A friend recently sent this sentence to me with this explanation: “If you can read this out loud you have a strong mind. And better than that, Alzheimer’s is a long, long, way down the road before it ever gets anywhere near you.” Well, read it and feel good about your brain.
7H15 M3554G3 53RV35 7O PR0V3 H0W 0UR M1ND5 C4N D0 4M4Z1NG 7H1NG5!
1MPR3551V3 7H1NG5! 1N 7H3 B3G1NN1NG 17 WA5 H4RD BU7 N0W, 0N 7H15 LIN3 Y0UR M1ND 1S R34D1NG 17 4U70M471C4LLY W17H 0U7 3V3N
7H1NK1NG 4B0U7 17, B3 PROUD!
0NLY C3R741N P30PL3 C4N R3AD 7H15.
Now for the bad news. It seems everyone (not just the very bright) can read and understand what this garbled message says. One source says that we can read this because the numbers resemble the letters they replace. I needed to know more, so I did some research. What did the scientists say about our brains and reading?
First, I learned a new word - neologism. That means a new word and refers to typoglycemia, which means, one can read a garbled word if the exterior letters are correct. That didn’t really fit this passage so I went on, since some of these words started with numbers. How crazy is that?
Another source says that context is very important and that our brains read a certain set of words and come to expect what will follow.
It continues with, “You probably didn’t get every single word right. You only thought you were reading the passage perfectly, because you automatically went back and filled in any gaps in your knowledge based on the words that came later.”

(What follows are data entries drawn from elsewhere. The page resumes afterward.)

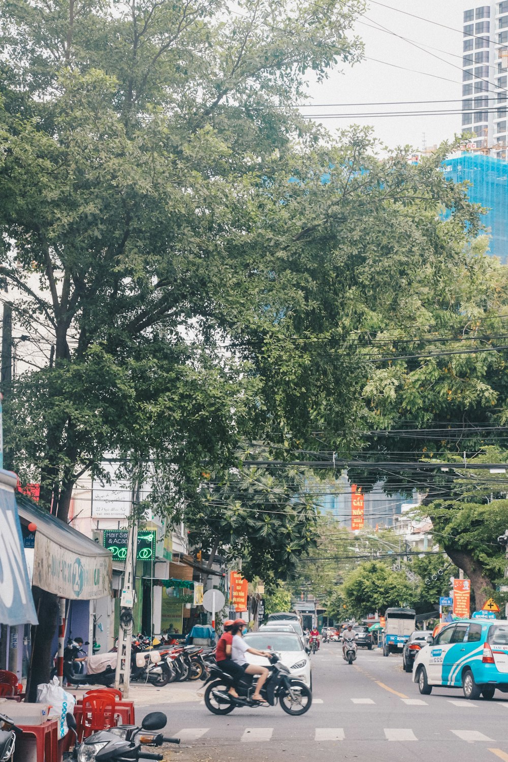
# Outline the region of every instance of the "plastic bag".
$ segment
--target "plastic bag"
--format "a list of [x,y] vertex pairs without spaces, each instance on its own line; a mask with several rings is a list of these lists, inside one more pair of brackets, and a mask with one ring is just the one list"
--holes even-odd
[[41,683],[37,686],[37,703],[48,704],[50,707],[48,712],[49,719],[58,719],[58,737],[63,738],[69,730],[65,716],[68,712],[73,713],[76,700],[71,693],[64,690],[59,684],[58,677],[49,683]]

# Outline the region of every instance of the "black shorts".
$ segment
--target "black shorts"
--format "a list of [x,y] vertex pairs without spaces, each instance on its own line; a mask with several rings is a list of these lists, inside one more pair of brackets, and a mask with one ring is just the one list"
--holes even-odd
[[230,674],[235,683],[236,683],[241,677],[243,677],[244,670],[247,667],[247,664],[241,666],[232,659],[223,659],[222,661],[217,662],[217,666],[220,667],[223,672],[227,672],[228,674]]

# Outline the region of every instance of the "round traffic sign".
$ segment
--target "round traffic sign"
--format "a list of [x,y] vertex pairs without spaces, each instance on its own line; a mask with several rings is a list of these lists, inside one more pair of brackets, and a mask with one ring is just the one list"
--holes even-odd
[[[215,597],[215,606],[213,598]],[[207,590],[203,597],[203,606],[206,611],[220,611],[225,603],[224,593],[220,590]]]

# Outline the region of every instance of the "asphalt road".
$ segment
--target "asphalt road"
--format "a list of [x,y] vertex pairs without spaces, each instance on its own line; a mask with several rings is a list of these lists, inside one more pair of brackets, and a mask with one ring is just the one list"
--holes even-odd
[[199,697],[165,704],[165,691],[173,687],[161,689],[157,708],[168,715],[165,732],[181,738],[167,759],[508,762],[508,694],[468,701],[462,690],[433,688],[422,696],[399,656],[362,648],[350,666],[338,643],[321,645],[312,657],[312,674],[313,703],[302,717],[280,706],[216,716]]

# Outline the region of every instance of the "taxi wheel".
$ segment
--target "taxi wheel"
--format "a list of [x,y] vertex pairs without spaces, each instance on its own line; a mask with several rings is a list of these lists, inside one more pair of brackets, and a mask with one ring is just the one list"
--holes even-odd
[[432,686],[427,682],[425,667],[420,667],[418,672],[418,690],[423,696],[429,696],[432,693]]
[[462,691],[466,699],[479,699],[481,690],[474,682],[473,673],[468,669],[462,677]]

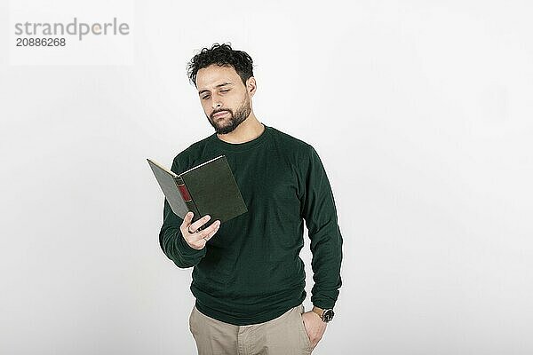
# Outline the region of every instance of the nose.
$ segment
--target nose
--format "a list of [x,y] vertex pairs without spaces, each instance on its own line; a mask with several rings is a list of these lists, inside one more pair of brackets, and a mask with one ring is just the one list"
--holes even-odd
[[219,100],[219,99],[214,99],[211,102],[211,106],[213,107],[213,110],[216,110],[218,108],[222,107],[222,103]]

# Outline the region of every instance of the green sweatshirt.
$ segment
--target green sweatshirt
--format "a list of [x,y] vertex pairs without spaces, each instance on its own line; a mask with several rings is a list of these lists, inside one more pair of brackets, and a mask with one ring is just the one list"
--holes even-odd
[[[314,305],[333,308],[341,286],[342,236],[333,193],[313,146],[265,125],[253,140],[231,144],[216,133],[173,160],[183,172],[225,154],[248,212],[220,225],[205,248],[183,238],[183,219],[164,201],[159,242],[180,268],[194,266],[191,291],[203,314],[242,326],[281,316],[306,298],[299,251],[304,220],[311,240]],[[210,220],[206,226],[211,225]]]

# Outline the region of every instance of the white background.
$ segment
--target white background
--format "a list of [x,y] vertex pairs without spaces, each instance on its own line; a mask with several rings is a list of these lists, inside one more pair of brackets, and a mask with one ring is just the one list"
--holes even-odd
[[138,1],[130,66],[10,65],[0,4],[0,353],[195,352],[146,158],[213,133],[185,66],[215,42],[333,188],[344,283],[314,354],[533,352],[530,2]]

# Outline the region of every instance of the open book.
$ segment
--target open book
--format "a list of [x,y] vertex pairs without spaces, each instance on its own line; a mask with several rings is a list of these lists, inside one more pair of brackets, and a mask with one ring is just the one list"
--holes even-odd
[[193,222],[210,215],[209,225],[216,220],[222,224],[248,211],[226,155],[179,174],[150,159],[147,161],[172,212],[181,219],[192,211]]

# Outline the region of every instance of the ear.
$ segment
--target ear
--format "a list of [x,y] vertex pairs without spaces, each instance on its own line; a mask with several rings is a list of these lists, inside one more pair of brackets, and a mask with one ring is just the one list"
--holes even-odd
[[255,81],[255,78],[253,76],[249,77],[246,81],[246,91],[250,94],[251,98],[255,94],[256,89],[257,83]]

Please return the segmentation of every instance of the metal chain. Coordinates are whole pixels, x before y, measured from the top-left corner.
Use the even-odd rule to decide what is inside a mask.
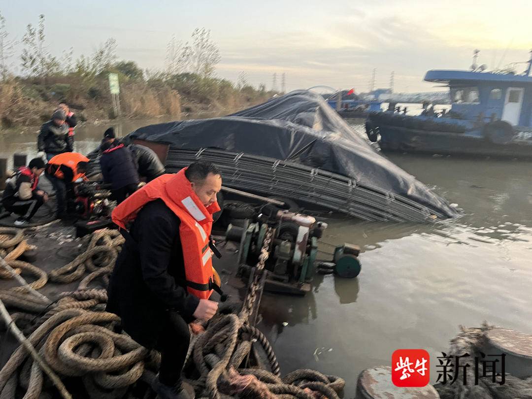
[[[266,234],[264,235],[264,240],[262,242],[262,247],[261,248],[261,253],[259,256],[259,262],[255,266],[253,281],[250,285],[247,294],[244,299],[242,310],[238,315],[239,318],[243,324],[244,320],[247,319],[247,317],[253,313],[253,305],[255,304],[255,300],[256,297],[257,290],[259,288],[259,282],[260,281],[261,277],[263,272],[266,261],[270,257],[270,245],[271,244],[273,238],[273,228],[269,227],[266,230]]]

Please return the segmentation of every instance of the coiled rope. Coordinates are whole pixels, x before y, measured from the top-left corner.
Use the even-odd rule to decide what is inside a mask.
[[[271,345],[260,331],[249,324],[273,233],[271,228],[267,231],[254,279],[240,311],[217,314],[206,323],[205,331],[191,340],[184,377],[198,397],[237,395],[309,399],[321,395],[335,398],[345,385],[341,378],[306,369],[281,379]],[[20,239],[19,235],[17,240]],[[17,245],[15,241],[10,243],[10,248]],[[113,230],[92,235],[85,241],[86,248],[82,254],[49,273],[50,279],[57,282],[82,278],[79,289],[62,293],[51,303],[18,289],[0,291],[0,300],[18,311],[12,315],[27,325],[27,342],[47,367],[61,379],[79,379],[79,385],[91,398],[123,397],[140,379],[148,383],[153,380],[160,363],[158,352],[138,345],[121,331],[120,318],[104,311],[106,290],[89,286],[98,278],[106,285],[123,243],[121,236]],[[22,263],[12,265],[35,271]],[[86,271],[90,273],[85,275]],[[38,278],[32,284],[39,289],[42,280]],[[264,350],[271,371],[240,368],[255,340]],[[0,370],[0,399],[13,397],[18,389],[25,392],[24,398],[36,398],[53,389],[46,384],[47,377],[35,359],[23,345],[15,351]]]

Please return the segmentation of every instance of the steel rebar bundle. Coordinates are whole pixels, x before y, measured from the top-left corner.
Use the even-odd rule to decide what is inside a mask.
[[[364,220],[425,222],[447,216],[345,176],[243,153],[171,147],[167,171],[177,172],[198,160],[212,162],[220,168],[227,187],[293,198]]]

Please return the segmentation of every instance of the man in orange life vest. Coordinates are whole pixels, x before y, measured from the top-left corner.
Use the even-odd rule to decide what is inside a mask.
[[[89,159],[77,152],[58,154],[48,161],[45,174],[55,190],[57,217],[66,215],[67,201],[74,198],[74,182],[85,179]]]
[[[180,379],[188,323],[209,320],[218,309],[209,299],[209,237],[221,186],[216,166],[195,162],[155,179],[113,211],[126,240],[109,282],[107,310],[121,318],[122,328],[138,343],[161,352],[153,386],[161,399],[189,397]],[[126,223],[132,220],[128,233]]]

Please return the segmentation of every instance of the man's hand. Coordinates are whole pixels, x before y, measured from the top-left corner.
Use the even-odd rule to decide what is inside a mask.
[[[218,310],[218,303],[214,301],[201,299],[196,311],[192,315],[196,319],[208,320],[214,315],[216,311]]]

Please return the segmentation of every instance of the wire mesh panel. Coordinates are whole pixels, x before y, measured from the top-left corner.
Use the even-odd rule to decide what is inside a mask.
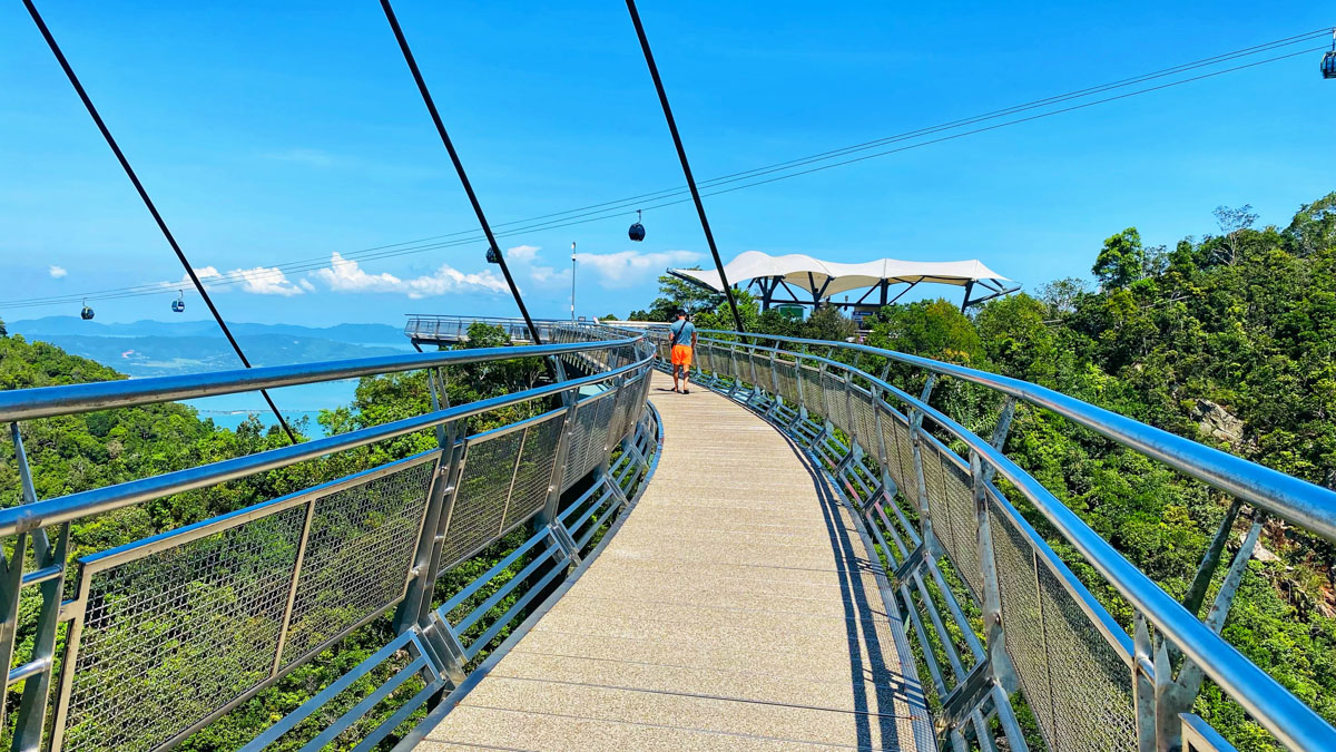
[[[997,558],[998,591],[1002,595],[1002,624],[1006,625],[1006,652],[1039,723],[1039,731],[1051,749],[1053,685],[1049,680],[1034,549],[1030,547],[1029,537],[1001,511],[997,500],[989,504],[989,521],[993,555]]]
[[[822,373],[822,391],[826,392],[826,419],[836,428],[848,434],[848,404],[844,397],[844,379],[826,372]]]
[[[562,488],[570,486],[603,462],[608,440],[608,421],[612,420],[617,393],[604,392],[576,408],[576,430],[566,450],[566,471]]]
[[[557,462],[557,442],[565,426],[564,416],[564,411],[556,411],[525,428],[524,450],[520,452],[514,486],[510,488],[510,503],[501,522],[502,531],[529,519],[546,503],[552,467]]]
[[[454,566],[501,534],[522,440],[522,430],[482,434],[468,440],[441,549],[442,569]]]
[[[850,403],[854,407],[852,423],[854,431],[858,434],[858,443],[863,447],[863,451],[868,456],[876,458],[878,463],[882,462],[882,442],[876,438],[876,417],[872,415],[872,396],[859,389],[851,387],[850,396],[852,397]]]
[[[617,389],[617,404],[612,409],[612,420],[608,421],[608,443],[617,446],[627,435],[628,417],[635,412],[633,403],[640,396],[640,379],[631,379]]]
[[[315,502],[282,664],[341,637],[403,595],[434,454]]]
[[[983,593],[983,574],[979,571],[979,526],[974,511],[974,488],[970,474],[955,462],[942,458],[942,478],[946,494],[941,508],[947,519],[935,518],[933,530],[946,546],[955,570],[975,595]],[[934,508],[934,511],[937,511]],[[945,525],[943,525],[945,522]],[[942,537],[943,529],[950,530],[950,543]]]
[[[942,455],[937,442],[923,438],[919,442],[919,462],[923,467],[923,486],[927,488],[927,507],[933,516],[934,527],[937,519],[947,519],[946,515],[946,479],[942,476]]]
[[[775,375],[779,377],[779,393],[791,405],[798,403],[798,365],[794,363],[775,361]]]
[[[904,500],[907,500],[914,508],[918,508],[918,472],[914,470],[914,438],[910,434],[910,421],[896,411],[891,411],[886,415],[891,416],[891,428],[895,435],[896,462],[891,463],[891,467],[899,467],[900,470],[895,482],[899,483],[900,495],[904,496]],[[882,421],[882,426],[886,426],[884,420]]]
[[[106,569],[84,562],[64,749],[154,749],[269,678],[305,522],[298,503]]]
[[[812,420],[826,417],[826,405],[822,404],[822,373],[810,365],[799,365],[799,376],[803,379],[803,407]]]
[[[704,343],[696,345],[696,351],[692,353],[696,357],[696,368],[701,373],[712,373],[715,371],[713,361],[709,355],[715,348]]]
[[[756,385],[767,392],[775,391],[775,371],[770,367],[768,355],[756,355],[752,359],[756,364]]]
[[[1137,749],[1132,669],[1046,565],[1039,566],[1039,601],[1057,748]]]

Ok, that’s interesting, but how does our brain do that? The researcher claims you can read this next passage because it is easy. Note there are no numbers here to mess it up.

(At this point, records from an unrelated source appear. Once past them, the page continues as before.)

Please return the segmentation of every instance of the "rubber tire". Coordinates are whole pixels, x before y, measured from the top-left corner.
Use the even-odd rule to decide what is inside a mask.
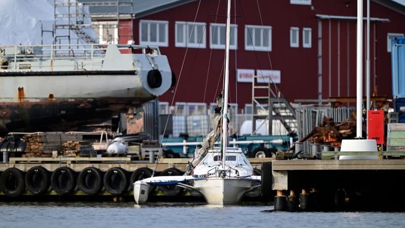
[[[271,176],[271,162],[262,163],[261,189],[262,199],[264,202],[269,202],[273,200],[274,192],[271,189],[272,180],[272,177]]]
[[[20,196],[25,191],[24,173],[16,168],[6,169],[0,175],[0,188],[9,197]]]
[[[161,86],[161,73],[158,70],[154,69],[149,70],[148,72],[147,78],[148,85],[149,87],[154,89]]]
[[[153,171],[147,167],[140,168],[132,173],[130,178],[130,190],[134,189],[134,183],[152,176]]]
[[[256,149],[253,150],[253,151],[250,153],[250,157],[251,158],[256,158],[258,154],[264,154],[265,156],[264,158],[269,158],[270,156],[270,151],[267,148],[264,148],[262,147],[257,147]],[[263,157],[262,157],[263,158]]]
[[[180,176],[183,173],[175,168],[165,169],[160,173],[160,176]],[[166,196],[173,197],[179,195],[183,188],[175,185],[160,185],[159,189]]]
[[[113,167],[105,172],[104,183],[105,189],[114,196],[122,194],[128,189],[129,181],[127,171],[120,167]]]
[[[51,186],[60,195],[71,193],[76,187],[76,173],[67,166],[54,170],[51,176]]]
[[[103,186],[103,173],[96,167],[86,167],[77,177],[79,189],[89,195],[98,193]]]
[[[25,186],[33,194],[46,193],[51,185],[51,174],[42,166],[34,166],[25,174]]]

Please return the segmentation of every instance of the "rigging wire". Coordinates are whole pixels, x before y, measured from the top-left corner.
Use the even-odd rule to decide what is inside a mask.
[[[201,0],[199,0],[198,1],[198,7],[197,7],[197,11],[195,12],[195,16],[194,16],[194,22],[195,22],[195,21],[197,20],[197,15],[198,15],[198,11],[199,10],[199,7],[200,7],[200,5],[201,4]],[[190,38],[190,39],[191,39],[191,38]],[[184,62],[186,61],[186,56],[187,56],[187,53],[188,50],[188,47],[186,47],[186,51],[185,51],[185,52],[184,53],[184,57],[183,58],[183,62],[182,63],[181,67],[180,68],[180,72],[179,74],[179,79],[178,80],[178,82],[180,82],[180,79],[181,78],[182,72],[183,72],[183,68],[184,66]],[[176,87],[175,88],[175,91],[174,91],[174,94],[173,94],[173,97],[172,98],[172,101],[171,102],[171,103],[170,103],[170,105],[171,106],[173,106],[173,103],[174,103],[174,98],[175,98],[175,97],[176,97],[176,94],[177,92],[177,88],[178,87],[178,86],[179,86],[179,83],[178,82],[178,83],[176,85]],[[177,109],[176,110],[176,111],[175,111],[175,117],[176,116],[177,116],[177,113],[178,112],[178,110],[179,110],[179,108],[178,108],[178,107]],[[165,136],[165,133],[166,132],[166,129],[167,128],[167,126],[168,126],[168,123],[169,123],[169,117],[171,115],[171,113],[169,112],[169,116],[168,116],[168,118],[166,119],[166,124],[165,125],[165,129],[163,131],[163,136],[164,137],[162,137],[162,138],[161,138],[161,139],[160,140],[160,143],[159,143],[159,150],[158,150],[159,151],[160,151],[160,149],[162,148],[162,144],[163,144],[163,138]],[[163,153],[163,149],[161,149],[161,151],[162,151],[162,153]],[[155,170],[156,170],[156,169],[157,168],[157,164],[158,164],[157,162],[158,161],[159,159],[159,154],[160,154],[160,152],[158,152],[157,158],[155,161],[155,166],[154,166],[154,168],[153,169],[153,172],[152,173],[152,177],[154,175]]]

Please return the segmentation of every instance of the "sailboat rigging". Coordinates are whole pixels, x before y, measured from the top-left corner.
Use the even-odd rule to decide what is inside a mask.
[[[176,185],[201,194],[209,204],[234,204],[244,196],[261,186],[261,176],[253,175],[253,168],[240,148],[228,147],[228,115],[230,0],[227,1],[225,41],[225,67],[222,96],[217,98],[222,116],[216,112],[214,128],[204,139],[202,146],[189,163],[185,175],[152,177],[134,183],[134,197],[138,204],[145,203],[153,185]],[[218,111],[219,108],[217,109]],[[220,147],[213,147],[222,124]]]

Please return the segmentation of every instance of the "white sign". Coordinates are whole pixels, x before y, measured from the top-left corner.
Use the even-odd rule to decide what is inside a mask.
[[[252,83],[253,76],[255,75],[255,70],[251,69],[237,69],[237,82],[248,82]]]
[[[281,73],[280,70],[256,70],[258,83],[275,83],[279,84],[281,82]]]

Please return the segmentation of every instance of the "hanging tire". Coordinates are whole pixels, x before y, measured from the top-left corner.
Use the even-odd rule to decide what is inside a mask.
[[[150,177],[153,172],[153,170],[147,167],[140,168],[134,171],[130,178],[130,190],[134,189],[134,183],[135,181]]]
[[[35,195],[46,192],[51,185],[51,174],[42,166],[35,166],[25,174],[25,186]]]
[[[271,162],[262,163],[262,198],[264,202],[273,200],[273,191],[271,189],[272,177],[271,176]]]
[[[270,158],[270,153],[267,148],[257,147],[250,154],[250,157],[256,158]]]
[[[111,168],[104,175],[104,187],[113,195],[122,194],[128,189],[129,181],[127,176],[127,171],[123,169]]]
[[[25,191],[24,173],[16,168],[9,168],[0,175],[0,188],[6,196],[16,197]]]
[[[180,176],[182,175],[183,175],[183,172],[175,168],[169,168],[165,169],[160,173],[160,176]],[[174,184],[160,185],[159,186],[159,189],[168,196],[177,196],[183,189],[181,187]]]
[[[96,167],[87,167],[79,173],[77,185],[87,195],[98,193],[103,188],[103,173]]]
[[[67,166],[58,168],[51,176],[51,186],[60,195],[71,193],[76,187],[76,173]]]
[[[148,85],[150,88],[154,89],[159,88],[161,86],[161,73],[158,70],[154,69],[149,70],[148,72],[147,78]]]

“I cdn’uolt blveiee taht I cluod aulaclty uesdnatnrd waht I was rdanieg: the phaonmneel pweor of the hmuan mnid. Aoccdrnig to a rseearch taem at Cmabrigde Uinervtisy, it deosn’t mttaer in waht oredr the ltteers in a wrod are, the olny iprmoatnt tihng is taht the frist and lsat ltteer be in the rghit pclae. The rset can be a taotl mses and you can sitll raed it wouthit a porbelm. Tihs is bcuseae the huamn mnid deos not raed ervey lteter by istlef, but the wrod as a wlohe. Scuh a cdonition is arppoiatrely cllaed Typoglycemia. Amzanig huh? Yaeh and you awlyas thguoht slpeling was ipmorantt.”
Since I hope you could read that, the theory of easy, familiar words may be correct. Read this:
Anidroccg to crad-cniyrrag lcitsiugnis planoissefors at an uemannd utisreviny in Bsitirh Cibmuloa, and crartnoy to the duoibus cmials of the ueticnd rcraeseh, a slpmie, macinahcel ioisrevnn of ianretnl cretcarahs araepps sneiciffut to csufnoe the eadyrevy oekoolnr.
This translated is, “According to card-carrying linguistics professionals at an unnamed university in British Columbia and contrary to the dubious claims of the uncited research, a simple, mechanical inversion of internal characters appears sufficient to confuse the everyday onlooker.”
OK, now we know it can be very tough to read and the brain can’t always interpret words when scrambled. At least I couldn’t get much of the second one, at first.
You might now ask why we stress spelling so much. I guess we could say, if we can’t spell correctly we can’t recognize this gibberish! In all the reading I did there was no sure explanation about how this works. I guess we should just be glad it does. So, the brain is a mystery, we know, and can do so much for us that we don’t understand.